Alvarez and Marsal did not respond to requests for comment.
The fees that drew the most scrutiny came in the bankruptcy of FTX, the largest and highest profile of crypto firms to fail. The FTX case is worth more than $325 million so far, the costliest of the five bankruptcies, before about $200 million in fees accrued to Celsius.
In some of the cases, bankruptcy judges have appointed fee examiners – outside lawyers who track costs and work with companies to eliminate unnecessary spending.
In June, Katherine Stadler, the fee examiner at FTX, wrote that bankruptcy is “on track to be very expensive by any measure.” He noted that spending up to that point amounted to 10 percent of FTX’s remaining cash.
In the end, Ms. Stadler for only moderate spending cuts. Fee reviewers in the Celsius and Voyager cases made similar recommendations.

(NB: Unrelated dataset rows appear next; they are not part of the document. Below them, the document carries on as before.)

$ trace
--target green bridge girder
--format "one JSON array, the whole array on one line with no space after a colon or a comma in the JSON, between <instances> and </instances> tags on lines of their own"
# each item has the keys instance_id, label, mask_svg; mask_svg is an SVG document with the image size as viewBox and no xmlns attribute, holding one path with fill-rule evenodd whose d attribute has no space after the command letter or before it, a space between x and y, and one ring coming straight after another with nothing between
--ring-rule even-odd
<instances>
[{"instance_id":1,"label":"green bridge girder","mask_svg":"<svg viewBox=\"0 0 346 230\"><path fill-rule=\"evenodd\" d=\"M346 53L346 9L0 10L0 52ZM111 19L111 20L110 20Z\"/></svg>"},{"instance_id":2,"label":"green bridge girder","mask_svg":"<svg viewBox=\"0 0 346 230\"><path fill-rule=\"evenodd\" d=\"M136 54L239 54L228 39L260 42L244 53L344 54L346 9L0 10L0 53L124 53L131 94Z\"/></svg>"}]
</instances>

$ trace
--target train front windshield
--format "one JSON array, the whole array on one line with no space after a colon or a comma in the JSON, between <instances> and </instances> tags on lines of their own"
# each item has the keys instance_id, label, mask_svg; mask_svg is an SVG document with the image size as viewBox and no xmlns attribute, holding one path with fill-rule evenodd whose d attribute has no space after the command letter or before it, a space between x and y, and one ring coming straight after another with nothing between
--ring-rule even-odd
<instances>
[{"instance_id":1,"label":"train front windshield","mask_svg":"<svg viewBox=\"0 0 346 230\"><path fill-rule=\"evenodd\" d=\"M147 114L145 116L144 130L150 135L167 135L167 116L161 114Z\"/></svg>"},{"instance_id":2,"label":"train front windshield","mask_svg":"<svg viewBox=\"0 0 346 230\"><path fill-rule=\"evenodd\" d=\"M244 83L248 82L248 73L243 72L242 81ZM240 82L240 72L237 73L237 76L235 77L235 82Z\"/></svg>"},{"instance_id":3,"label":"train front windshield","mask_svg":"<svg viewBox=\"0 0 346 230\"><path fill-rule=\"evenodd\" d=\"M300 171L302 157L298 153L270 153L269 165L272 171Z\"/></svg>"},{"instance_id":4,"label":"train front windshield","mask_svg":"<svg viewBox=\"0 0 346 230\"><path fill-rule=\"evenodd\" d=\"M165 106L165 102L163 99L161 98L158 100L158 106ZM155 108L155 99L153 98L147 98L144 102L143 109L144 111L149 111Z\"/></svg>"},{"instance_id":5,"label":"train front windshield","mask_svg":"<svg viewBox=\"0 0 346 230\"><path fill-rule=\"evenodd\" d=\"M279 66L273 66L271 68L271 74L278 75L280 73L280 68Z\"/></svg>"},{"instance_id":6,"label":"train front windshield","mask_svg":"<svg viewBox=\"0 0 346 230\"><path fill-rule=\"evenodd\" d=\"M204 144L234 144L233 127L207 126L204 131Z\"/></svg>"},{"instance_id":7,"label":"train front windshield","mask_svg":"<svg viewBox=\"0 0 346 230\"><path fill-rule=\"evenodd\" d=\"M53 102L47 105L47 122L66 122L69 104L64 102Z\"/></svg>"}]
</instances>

Creditors have called for more aggressive cuts. In January, a group of Voyager customers filed a motion complaining about tens of thousands of dollars in food and hotel expenses filed by lawyers at Kirkland & Ellis. They argued that lawyers were also duplicating each other’s efforts, charging repeatedly for the same work. In response, Kirkland & Ellis agreed to cap nightly hotel expenses at $550 and limit catering expenses to $20 per person.
A few months later, Kirkland & Ellis angered investors when this happened charged nearly $100,000 for 77 hours spent considering a possible case against Tiffany Fong, a Celsius customer and social media influencer who obtained leaked information about the bankruptcy process. No charges have been filed.
“Essentially they used creditor funds in an attempt to sue me, a creditor,” Ms. Fong. “It turned out to be absolute rubbish.”
The fee debate has sometimes made lawsuits expensive. In the same month that Kirkland and Ellis pursued Ms. Fong, it charged $230,122 for work related to “fee matters.”
In the Celsius bankruptcy, Mr. Frishberg, the 19-year-old creditor, filed a series of motions contesting various issues, including fees.
By Mr.’s own calculations. Frischberg, Kirkland and Ellis charged nearly $50,000 in response to his filings in September and October — about 16 times the amount he initially lost.